# New - looking for advise



## rixer (Feb 21, 2009)

Hi - came across the site and thought before spending my cash on a tt thought it wise to ask a few opinions online....

Have been looking around and am interested in a silver or black 225 - old shape. I presume this is the one to go for as the 3.2 is not a massive amount more powerful and the 180 being less powered??? Plus the twin exhaust looks good.
Any things to be aware of when buying ?

I want to get one with 60k ish on the clock as the budget is around £6k - do you think this is realistic for mileage?

Also keen on the RS4 alloys 18" - did these come as standard on cars after 2002? does anyone know a rough cost of buying the wheels separate?? - Are there any suspension changes from say 2000 - 2005 or are all tts specked with the same?

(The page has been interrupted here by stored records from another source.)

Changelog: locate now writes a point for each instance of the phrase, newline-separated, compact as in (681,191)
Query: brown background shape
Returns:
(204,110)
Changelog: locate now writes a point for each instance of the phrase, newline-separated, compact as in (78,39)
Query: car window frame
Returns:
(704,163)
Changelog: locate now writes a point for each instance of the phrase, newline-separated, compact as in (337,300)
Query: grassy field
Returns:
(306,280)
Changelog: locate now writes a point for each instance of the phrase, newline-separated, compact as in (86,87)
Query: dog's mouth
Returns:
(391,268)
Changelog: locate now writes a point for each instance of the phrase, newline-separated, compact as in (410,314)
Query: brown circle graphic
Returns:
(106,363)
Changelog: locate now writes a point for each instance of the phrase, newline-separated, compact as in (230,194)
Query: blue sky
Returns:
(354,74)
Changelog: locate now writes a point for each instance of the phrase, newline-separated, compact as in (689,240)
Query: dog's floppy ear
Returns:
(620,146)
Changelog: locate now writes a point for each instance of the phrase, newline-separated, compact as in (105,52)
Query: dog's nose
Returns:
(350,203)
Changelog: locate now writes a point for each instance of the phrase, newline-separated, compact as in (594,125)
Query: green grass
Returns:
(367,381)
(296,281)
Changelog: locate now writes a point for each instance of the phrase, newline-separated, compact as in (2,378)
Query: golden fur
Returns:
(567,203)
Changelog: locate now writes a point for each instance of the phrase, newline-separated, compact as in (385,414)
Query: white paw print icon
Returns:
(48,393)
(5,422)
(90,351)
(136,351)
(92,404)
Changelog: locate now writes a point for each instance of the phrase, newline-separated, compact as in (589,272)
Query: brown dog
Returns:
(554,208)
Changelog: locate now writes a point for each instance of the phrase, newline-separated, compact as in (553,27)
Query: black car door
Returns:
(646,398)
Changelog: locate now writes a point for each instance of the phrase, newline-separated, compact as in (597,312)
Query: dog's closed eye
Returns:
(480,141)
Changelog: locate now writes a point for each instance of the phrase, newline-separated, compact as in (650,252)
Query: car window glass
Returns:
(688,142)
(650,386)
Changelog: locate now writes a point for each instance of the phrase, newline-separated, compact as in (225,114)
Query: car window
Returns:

Interior - I have seen a couple of models with the white looking seats and think looks nice compared to the black - is it easy to replace the standard seats with some alternates? Expensive??
Example below....
Any info much appreciated


----------



## Ikon66 (Sep 12, 2003)

hi rixer and welcome to the forum

think £6k may be a little short for a 60k 2002+ at the moment although possibly not too far away yet

2002 > got the 18" RS4 alloys as standard afaik and the lower suspension - genuine old style RS4s come up in the FS section quite often - from audi you would be looking at £400+ per wheel

lots of good aftermarket styles available - love the vortex ones personally

silver leather came with the S line models in 2002 and then others 2003 >

a good look through the mk1 section and the search function will help you get a good car

keep looking in the FS or place a post in the Wanted section - plenty of mk1s around at the moment

good luck - keep us up to date


----------



## YELLOW_TT (Feb 25, 2004)

Welcome check that the cam belt\water pump etc have been changed 
Once you get your TT you will be wanting to join the TTOC www.ttoc.co.uk


----------



## Wallsendmag (Feb 12, 2004)

Welcome to the forum


----------



## malstt (Apr 18, 2007)

Welcome , keep an eye on the for sale section on here , plenty nice tt's in there 8)


----------



## T3RBO (Dec 9, 2003)

Welcome to the forum


----------



## jammyd (Oct 11, 2008)

Welcome to the Forum


----------



## KammyTT (Jun 28, 2006)

i thought the upgrades came on the 2003 TT.

your budget is a tad low but will still get you a 2000 plate.

welcome.


----------



## Wallsendmag (Feb 12, 2004)

Upgrades were on the 2003 model year -mid 2002 , silver leather is soooooooo nice.


----------